Das heißt eigentlich, dass die „Erfolgreichen“ unserer Gesellschaft sich selber von Kritik schützen, indem sie denen, die sie als „Loser“ einstufen, das Recht auf Kritik absprechen, den Kritisierenden unmündig machen. „Du maulst nur rum, weil du unzufrieden bist“ kann nur jemand sagen, der sich abgrenzt und nichts mit real existierenden Problemen zu tun haben will, nur weil das nicht seine sind. Dass so ein Verhalten nicht dem Ideal einer Integrität und Solidarität entspricht, will ein erfolgreicher Bürger (nachfolgend „Winner“ genannt) natürlich nicht hören.
Aber wovor haben eigentlich Winner Angst, wenn man sie kritisiert?
Was verlieren sie, wenn sie die Kritik gelten lassen?
Vielleicht davor, dass einige von ihnen dann zugeben müssten, dass ihr Erfolg manchmal gar keinen ehrenwerten Charakterzügen oder Handlungen entspringt? Oder davor, dass das bestehende System, was für sie gut funktioniert, aufgeweicht wird und die Trennlinie zwischen „Winnern“ und „Losern“ verwischt? Warum muss man denn seine Identität auf Erfolg gründen und nicht beispielsweise auf der Fähigkeit, Mitgefühl, Toleranz und Solidarität zu leben?

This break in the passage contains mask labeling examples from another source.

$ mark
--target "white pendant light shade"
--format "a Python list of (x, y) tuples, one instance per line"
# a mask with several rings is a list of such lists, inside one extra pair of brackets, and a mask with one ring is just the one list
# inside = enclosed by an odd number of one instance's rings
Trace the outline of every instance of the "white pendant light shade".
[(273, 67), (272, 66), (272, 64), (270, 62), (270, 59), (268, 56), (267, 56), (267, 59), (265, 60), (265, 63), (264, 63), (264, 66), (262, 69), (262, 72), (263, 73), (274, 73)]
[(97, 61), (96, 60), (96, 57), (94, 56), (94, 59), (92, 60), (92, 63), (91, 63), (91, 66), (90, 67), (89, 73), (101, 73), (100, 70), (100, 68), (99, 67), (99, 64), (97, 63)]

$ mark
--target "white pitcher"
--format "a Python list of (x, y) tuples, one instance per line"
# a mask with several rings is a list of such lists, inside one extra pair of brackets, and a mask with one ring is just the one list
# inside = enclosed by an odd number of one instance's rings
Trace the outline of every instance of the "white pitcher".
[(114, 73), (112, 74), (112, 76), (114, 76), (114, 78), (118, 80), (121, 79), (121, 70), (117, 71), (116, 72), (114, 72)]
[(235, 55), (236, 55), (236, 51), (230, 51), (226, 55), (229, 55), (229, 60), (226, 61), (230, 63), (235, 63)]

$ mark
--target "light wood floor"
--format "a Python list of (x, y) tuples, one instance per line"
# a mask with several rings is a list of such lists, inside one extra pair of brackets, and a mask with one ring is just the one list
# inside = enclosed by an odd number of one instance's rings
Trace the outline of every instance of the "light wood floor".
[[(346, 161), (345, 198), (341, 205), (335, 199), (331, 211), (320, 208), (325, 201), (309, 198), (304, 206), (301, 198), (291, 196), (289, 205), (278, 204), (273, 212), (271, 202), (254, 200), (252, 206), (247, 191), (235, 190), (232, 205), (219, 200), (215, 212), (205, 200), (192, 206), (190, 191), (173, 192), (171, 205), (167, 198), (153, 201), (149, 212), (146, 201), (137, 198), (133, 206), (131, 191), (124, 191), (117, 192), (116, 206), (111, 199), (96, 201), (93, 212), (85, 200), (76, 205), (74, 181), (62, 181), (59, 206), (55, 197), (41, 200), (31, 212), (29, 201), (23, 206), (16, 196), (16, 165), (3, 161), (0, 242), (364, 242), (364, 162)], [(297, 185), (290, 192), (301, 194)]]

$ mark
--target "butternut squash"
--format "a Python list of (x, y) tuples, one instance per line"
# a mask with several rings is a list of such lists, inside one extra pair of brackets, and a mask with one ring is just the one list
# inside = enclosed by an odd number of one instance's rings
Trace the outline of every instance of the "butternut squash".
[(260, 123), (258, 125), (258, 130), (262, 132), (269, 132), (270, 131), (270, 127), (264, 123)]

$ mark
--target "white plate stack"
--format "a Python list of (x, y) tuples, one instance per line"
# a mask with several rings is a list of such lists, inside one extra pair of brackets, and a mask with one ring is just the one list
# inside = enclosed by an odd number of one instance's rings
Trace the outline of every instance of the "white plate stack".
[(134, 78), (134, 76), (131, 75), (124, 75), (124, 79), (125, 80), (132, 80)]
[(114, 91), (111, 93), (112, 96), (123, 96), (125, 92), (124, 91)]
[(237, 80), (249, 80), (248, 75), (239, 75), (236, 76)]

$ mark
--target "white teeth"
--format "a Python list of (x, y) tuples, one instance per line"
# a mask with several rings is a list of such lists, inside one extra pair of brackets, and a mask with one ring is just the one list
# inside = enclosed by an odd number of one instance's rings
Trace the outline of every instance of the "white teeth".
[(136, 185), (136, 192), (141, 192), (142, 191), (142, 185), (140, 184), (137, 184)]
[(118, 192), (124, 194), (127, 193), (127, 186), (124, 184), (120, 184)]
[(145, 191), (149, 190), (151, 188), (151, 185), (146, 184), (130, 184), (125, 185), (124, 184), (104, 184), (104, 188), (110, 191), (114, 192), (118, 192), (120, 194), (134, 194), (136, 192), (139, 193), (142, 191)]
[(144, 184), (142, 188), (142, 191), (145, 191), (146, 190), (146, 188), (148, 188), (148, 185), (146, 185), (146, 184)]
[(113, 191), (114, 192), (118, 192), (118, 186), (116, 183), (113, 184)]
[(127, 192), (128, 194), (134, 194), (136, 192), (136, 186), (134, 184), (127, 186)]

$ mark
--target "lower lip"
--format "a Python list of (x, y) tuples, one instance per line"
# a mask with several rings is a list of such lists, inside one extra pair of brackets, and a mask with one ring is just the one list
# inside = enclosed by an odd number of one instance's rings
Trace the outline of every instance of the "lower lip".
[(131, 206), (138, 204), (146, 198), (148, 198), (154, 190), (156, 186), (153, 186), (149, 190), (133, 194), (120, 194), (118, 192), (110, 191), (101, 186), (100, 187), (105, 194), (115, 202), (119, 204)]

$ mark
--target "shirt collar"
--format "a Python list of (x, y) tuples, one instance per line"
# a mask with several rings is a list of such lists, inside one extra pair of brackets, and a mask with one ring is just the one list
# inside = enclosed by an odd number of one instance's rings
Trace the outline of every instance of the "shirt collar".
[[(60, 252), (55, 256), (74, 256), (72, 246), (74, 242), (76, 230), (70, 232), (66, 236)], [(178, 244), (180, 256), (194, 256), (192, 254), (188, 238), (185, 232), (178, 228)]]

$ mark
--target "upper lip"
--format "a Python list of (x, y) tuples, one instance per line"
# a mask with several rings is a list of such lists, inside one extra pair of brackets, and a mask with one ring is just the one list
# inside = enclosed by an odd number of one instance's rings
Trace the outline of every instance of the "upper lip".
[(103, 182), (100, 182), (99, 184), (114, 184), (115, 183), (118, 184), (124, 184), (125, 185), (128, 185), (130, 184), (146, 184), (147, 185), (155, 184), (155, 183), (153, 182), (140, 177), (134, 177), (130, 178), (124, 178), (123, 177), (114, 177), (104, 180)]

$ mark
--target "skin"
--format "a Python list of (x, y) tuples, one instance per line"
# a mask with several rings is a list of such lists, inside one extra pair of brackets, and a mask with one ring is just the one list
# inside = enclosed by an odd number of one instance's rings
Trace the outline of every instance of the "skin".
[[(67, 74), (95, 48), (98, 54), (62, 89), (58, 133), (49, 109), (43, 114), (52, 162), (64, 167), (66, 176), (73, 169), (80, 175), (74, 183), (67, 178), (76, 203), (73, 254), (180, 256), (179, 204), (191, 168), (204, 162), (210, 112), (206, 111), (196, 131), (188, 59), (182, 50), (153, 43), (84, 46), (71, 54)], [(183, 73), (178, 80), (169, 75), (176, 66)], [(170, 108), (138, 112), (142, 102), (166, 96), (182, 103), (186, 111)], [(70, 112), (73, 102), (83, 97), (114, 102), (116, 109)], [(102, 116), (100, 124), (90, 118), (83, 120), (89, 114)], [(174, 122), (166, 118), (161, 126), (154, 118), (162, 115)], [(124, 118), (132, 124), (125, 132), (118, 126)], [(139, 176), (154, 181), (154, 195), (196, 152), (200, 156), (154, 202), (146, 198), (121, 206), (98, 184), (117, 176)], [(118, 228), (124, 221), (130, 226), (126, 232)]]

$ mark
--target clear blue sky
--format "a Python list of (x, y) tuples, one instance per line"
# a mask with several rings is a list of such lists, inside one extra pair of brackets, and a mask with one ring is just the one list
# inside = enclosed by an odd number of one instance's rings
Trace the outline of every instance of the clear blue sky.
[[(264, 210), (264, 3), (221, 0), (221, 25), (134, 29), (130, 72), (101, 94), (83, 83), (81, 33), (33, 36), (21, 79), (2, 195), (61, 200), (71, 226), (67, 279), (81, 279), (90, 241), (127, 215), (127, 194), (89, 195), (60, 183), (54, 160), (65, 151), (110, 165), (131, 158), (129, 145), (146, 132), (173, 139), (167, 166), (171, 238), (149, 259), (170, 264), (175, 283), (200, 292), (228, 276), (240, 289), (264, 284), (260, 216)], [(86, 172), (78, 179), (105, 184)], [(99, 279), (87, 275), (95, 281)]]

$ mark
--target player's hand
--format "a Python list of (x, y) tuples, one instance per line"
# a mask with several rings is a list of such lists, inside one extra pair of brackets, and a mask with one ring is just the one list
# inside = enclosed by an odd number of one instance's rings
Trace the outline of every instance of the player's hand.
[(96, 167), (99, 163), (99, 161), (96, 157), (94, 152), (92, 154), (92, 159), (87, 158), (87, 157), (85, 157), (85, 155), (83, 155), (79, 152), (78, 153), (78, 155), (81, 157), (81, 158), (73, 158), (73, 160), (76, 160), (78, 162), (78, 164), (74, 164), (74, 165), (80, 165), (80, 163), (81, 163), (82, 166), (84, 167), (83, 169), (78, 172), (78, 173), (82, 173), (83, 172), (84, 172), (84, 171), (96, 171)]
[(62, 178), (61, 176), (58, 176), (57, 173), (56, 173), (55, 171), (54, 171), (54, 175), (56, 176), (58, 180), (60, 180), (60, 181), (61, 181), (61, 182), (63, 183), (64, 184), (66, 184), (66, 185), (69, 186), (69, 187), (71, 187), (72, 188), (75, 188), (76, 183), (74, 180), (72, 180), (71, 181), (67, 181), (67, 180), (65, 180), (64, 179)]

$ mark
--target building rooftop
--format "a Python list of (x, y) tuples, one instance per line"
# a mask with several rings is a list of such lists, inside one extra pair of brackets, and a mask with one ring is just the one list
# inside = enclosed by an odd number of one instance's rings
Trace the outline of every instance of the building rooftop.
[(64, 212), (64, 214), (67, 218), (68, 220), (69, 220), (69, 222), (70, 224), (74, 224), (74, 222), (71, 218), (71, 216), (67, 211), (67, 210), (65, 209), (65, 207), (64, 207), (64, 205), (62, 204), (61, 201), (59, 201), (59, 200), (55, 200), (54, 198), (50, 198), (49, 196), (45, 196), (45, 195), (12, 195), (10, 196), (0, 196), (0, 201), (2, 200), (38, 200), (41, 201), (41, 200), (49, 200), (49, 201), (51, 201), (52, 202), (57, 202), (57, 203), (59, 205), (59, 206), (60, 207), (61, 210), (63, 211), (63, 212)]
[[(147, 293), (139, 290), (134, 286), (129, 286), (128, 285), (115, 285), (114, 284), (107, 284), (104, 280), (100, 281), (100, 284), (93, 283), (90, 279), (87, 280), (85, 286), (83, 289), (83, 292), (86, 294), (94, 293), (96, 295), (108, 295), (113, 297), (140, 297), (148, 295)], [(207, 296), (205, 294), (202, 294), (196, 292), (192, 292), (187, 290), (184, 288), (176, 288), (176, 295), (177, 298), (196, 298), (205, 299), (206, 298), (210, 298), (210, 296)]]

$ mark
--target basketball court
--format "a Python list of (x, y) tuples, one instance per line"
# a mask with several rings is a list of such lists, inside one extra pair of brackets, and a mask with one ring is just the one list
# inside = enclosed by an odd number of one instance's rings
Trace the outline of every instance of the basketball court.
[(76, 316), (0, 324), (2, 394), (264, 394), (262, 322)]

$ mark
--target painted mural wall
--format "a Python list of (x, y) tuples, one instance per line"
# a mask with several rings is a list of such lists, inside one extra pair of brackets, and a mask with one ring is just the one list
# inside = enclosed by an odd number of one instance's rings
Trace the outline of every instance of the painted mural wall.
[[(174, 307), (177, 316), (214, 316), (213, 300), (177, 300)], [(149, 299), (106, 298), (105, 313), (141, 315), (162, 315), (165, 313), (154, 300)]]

Ich denke, das kann man damit erklären, dass der ignorante Weg gesellschaftlich nicht nur akzeptiert, sondern auch hoch geschätzt und zudem auch einfacher ist. Es ist zwar auch für die Winner nicht leicht, sich mithilfe der Ignoranz zu behaupten, weil die Aufrechterhaltung der Ignoranz (genauso wie die Aufrecherhaltung der Toleranz) auch Kraft kostet. Allerdings glaube ich schon daran, dass hier Übung den Meister macht und mit der Zeit die Abstumpfung zunimmt und die Oberarmmuskeln wachsen – kein Wunder bei ständigen Ellenbogenbetätigung. Das heißt, es wird leichter. Wer den Weg des Winners einmal bewusst eingeschlagen hat, wird mit der Zeit immer gefestigter. Und die Umgebung bestätigt den Winner in seinem Tun, weil die meisten es bewundern und sich als Vorbild nehmen, und die anderen die Wahrheit nicht auszusprechen wagen, die da hieße: für den Werdegang eines Winners spielt seine Korrumpierbarkeit eine große Rolle.
Totschlagargument des Neides
Oh ja, ich höre schon die Winner schreien: „Das sagst du doch nur, weil du selber ein schwacher und uncooler Loser bist! Du bist doch einfach nur neidisch!“ – und tatsächlich:
hat sich ein Winner schonmal darüber ausgelassen, dass er sein „Winnertum“ einer verkorksten Gesellschaft zu verdanken hat, die es nötig hat, die unendlich vielfältigen Menschenleben und Charaktere mit Etiketten zu versehen und in Schubladen zu verstauen, aus denen rauszukommen nur ganz wenigen gelingt?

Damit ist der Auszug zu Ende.